Hariprast menambahkan itu juga yang dinamakan dengan gagap teknologi di media sosial. Pengguna yang tidak mempunyai “barang jual” hanya akan menjual sampah seperti emosi negatif: rasa benci, takut, dan pesimis.

Cara Untuk Booming Setelah Berkarya dan Berdoa

“Pertama, bikin nama akun jangan aneh-aneh, jangan ruwet.  Ketika akunnya menjadi besar tapi namanya aneh, sponsor untuk produk gak akan melirik. Yang ada cuma ada obat-obat yang gak penting yang endorse (peninggi badan, pelangsing, dsb).

Yang kedua, dikelola dengan baik, dan fokus ‘kita tuh apa’ … kalo KAD ya karya tentang doa, fokus tentang doa-doa. Karakternya dibangun, karena kita juga gak ingin stuck. Karena, habis pemilu kita juga akan berdoa untuk yang lain-lain.” Jelas Yoga. Dan tips paling terakhir dan terpenting adalah konsistensi.

“Ujung-ujungnya konsistensi, mau membangun akun media sosial yang diperlukan ya konsistensi. Baik itu konsistensi dalam berkarya, bersikap, menentukan sosok ‘tokoh’ atau karakternya. Itu akan turun juga terhadap kepribadian kita. Ketika konsisten segalanya jadi mudah, nggak bertanya-tanya lagi untuk membangun medsos, pilihan politik, kehidupan sehari-hari, karya, intinya konsisten!”

Konsisten adalah membangun loyalitas, baik itu hanya terhadap dirimu sendiri atau menyangkut orang lain.
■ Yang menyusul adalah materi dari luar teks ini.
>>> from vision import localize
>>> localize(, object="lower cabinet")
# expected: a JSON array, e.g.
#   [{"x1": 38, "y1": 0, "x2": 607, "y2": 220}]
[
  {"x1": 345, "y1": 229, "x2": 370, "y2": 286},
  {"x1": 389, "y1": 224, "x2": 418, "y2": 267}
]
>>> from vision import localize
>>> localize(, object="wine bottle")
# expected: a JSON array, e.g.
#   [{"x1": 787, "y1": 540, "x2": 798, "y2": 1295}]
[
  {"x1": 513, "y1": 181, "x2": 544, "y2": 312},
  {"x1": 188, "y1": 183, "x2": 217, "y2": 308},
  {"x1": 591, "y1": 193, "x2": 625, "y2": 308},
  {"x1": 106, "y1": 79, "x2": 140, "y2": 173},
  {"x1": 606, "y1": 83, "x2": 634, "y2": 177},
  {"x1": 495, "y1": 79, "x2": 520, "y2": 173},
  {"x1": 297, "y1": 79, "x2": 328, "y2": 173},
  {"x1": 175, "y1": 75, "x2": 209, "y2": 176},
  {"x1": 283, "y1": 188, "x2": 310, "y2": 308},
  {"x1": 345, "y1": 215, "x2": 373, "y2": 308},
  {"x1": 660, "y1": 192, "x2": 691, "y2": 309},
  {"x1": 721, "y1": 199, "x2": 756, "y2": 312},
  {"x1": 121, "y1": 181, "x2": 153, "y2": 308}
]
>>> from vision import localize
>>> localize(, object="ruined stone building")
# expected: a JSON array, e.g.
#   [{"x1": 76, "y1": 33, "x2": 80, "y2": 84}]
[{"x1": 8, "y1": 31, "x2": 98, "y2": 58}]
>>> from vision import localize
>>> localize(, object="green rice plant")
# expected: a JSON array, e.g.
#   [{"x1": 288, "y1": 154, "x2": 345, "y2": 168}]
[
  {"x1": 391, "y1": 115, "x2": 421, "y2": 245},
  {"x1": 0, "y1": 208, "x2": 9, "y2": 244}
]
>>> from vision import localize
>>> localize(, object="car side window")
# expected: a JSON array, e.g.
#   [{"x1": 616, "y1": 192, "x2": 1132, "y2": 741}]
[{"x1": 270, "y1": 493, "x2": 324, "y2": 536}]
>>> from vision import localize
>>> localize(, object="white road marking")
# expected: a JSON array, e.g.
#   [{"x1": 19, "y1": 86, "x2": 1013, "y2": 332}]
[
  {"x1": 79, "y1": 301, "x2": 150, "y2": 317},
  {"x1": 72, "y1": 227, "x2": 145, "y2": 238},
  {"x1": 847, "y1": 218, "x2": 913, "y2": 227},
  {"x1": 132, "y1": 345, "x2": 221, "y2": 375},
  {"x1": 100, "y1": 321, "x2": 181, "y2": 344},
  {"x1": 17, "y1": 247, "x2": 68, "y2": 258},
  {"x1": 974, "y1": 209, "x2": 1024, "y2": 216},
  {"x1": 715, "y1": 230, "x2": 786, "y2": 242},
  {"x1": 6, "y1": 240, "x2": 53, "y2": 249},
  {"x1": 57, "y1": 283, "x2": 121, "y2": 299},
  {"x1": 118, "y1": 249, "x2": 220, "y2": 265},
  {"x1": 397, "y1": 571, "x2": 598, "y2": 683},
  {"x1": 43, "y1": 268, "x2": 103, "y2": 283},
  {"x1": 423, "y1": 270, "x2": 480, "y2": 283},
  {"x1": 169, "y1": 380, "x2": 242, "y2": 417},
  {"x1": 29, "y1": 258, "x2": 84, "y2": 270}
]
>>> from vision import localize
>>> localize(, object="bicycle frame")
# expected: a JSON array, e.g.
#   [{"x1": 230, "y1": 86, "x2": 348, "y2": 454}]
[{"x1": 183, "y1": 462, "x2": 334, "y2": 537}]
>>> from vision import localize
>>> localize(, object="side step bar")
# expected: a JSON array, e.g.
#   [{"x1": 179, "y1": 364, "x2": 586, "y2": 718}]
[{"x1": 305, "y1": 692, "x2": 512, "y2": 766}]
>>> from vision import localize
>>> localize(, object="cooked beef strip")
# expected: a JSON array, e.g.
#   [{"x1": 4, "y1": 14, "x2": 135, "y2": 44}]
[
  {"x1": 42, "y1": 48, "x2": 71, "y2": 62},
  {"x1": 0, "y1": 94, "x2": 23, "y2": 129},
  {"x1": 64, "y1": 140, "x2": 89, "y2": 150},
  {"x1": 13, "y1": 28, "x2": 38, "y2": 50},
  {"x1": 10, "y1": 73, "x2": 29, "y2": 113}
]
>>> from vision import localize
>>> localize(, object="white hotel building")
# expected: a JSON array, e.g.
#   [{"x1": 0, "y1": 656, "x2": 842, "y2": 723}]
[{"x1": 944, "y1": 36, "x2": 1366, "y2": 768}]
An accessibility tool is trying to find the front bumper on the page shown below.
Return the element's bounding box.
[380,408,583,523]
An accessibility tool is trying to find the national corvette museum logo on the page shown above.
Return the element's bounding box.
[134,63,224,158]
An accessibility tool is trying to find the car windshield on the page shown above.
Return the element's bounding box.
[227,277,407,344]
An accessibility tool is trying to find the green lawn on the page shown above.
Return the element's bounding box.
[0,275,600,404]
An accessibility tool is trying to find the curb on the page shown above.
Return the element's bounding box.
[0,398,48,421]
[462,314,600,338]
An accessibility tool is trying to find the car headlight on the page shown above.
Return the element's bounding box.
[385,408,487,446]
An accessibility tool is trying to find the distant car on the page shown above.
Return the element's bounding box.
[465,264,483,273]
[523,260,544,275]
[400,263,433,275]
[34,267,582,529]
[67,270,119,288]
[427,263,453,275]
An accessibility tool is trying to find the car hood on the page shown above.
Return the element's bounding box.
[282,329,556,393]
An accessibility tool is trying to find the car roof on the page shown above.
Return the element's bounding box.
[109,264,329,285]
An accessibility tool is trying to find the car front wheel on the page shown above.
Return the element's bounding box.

Dari KaryaAdalahDoa kita belajar, bahwa doa-doa yang konsisten dipanjatkan dan kerja yang selalu dilakukan bakal memperoleh hasil yang memuaskan. “Senyawa Karya Sewujud Doa” adalah bukti konsistensi Hari Prasetiyo, Yoga Adhitrisna, dan kawan-kawan, yang telah memuaskan khalayak, dari masyarakat awam, kaum milenial, hingga Presiden RI itu sendiri.